In the modern NFL there is nothing more important than having a franchise quarterback. The second greatest assets are productive contributors playing on rookie contracts because they free up millions of dollars in cap space to use elsewhere. Rookies who produce from Day 1 provide four years of production that significantly exceeds their cap hit. For example, the No. 16 overall pick in 2018 has an average annual cap hit of $3.2 million. By the No. 48 overall pick (mid-second round) the average annual cap hit falls to just $1.4 million. Picks in the mid-third and mid-fourth rounds count just $870k and $763k per year over their first four years. Finding productive players on rookie deals, especially those drafted in Rounds 2-4, literally unlocks millions of dollars in cap space to re-sign key players and land difference-making free agents.

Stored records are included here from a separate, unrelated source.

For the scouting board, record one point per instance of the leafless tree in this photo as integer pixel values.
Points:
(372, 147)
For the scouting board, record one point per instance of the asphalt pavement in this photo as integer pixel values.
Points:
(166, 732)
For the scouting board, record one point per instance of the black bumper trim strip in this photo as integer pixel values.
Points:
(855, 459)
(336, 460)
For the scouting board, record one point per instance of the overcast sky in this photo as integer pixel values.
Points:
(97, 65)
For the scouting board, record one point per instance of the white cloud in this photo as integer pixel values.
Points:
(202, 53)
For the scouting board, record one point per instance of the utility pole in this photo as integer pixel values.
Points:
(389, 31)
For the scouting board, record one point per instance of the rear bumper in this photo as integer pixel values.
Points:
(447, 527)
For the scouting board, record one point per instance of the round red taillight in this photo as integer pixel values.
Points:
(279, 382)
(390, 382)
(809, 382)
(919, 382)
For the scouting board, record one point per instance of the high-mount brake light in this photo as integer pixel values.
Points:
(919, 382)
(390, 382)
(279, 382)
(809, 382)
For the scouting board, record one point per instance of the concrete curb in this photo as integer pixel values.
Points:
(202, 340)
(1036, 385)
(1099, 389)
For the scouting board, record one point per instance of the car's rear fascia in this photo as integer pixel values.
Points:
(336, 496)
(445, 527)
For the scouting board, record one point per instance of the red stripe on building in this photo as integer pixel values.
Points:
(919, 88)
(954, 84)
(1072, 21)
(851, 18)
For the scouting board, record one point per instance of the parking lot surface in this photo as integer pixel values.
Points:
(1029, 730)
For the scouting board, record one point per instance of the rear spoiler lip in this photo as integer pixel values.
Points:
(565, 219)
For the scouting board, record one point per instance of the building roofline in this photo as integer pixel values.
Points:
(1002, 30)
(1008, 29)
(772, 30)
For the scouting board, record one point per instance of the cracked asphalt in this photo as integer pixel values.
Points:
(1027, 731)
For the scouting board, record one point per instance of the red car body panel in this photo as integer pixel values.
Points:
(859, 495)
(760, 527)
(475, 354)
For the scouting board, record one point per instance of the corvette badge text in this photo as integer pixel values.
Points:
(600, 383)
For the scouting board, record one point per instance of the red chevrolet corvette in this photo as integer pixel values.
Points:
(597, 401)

Article 2: The NFL draft is largely educated guesswork, so more picks means more correct guesses.
While on the whole first round picks outperform second round picks, and second round picks outperform third round picks, every individual player selection is fraught with risk, uncertainty, and guesswork. As the data nerds at FiveThirtyEight have pointed out, “there’s practically no correlation between a team’s picking performance from one draft to the next.” Draft data analysis from Football Perspective produced the same conclusion, “the correlation coefficient between a team’s draft grade in one year and draft grade in the next year was just 0.07. This means that there is essentially no relationship between how well a team does relative to expectation in the draft this year to how they did the prior year.” Teams that think they can “beat the draft” over the long run are kidding themselves. Because of this, the only way for teams to find more value in the draft than their peers is to acquire more draft picks.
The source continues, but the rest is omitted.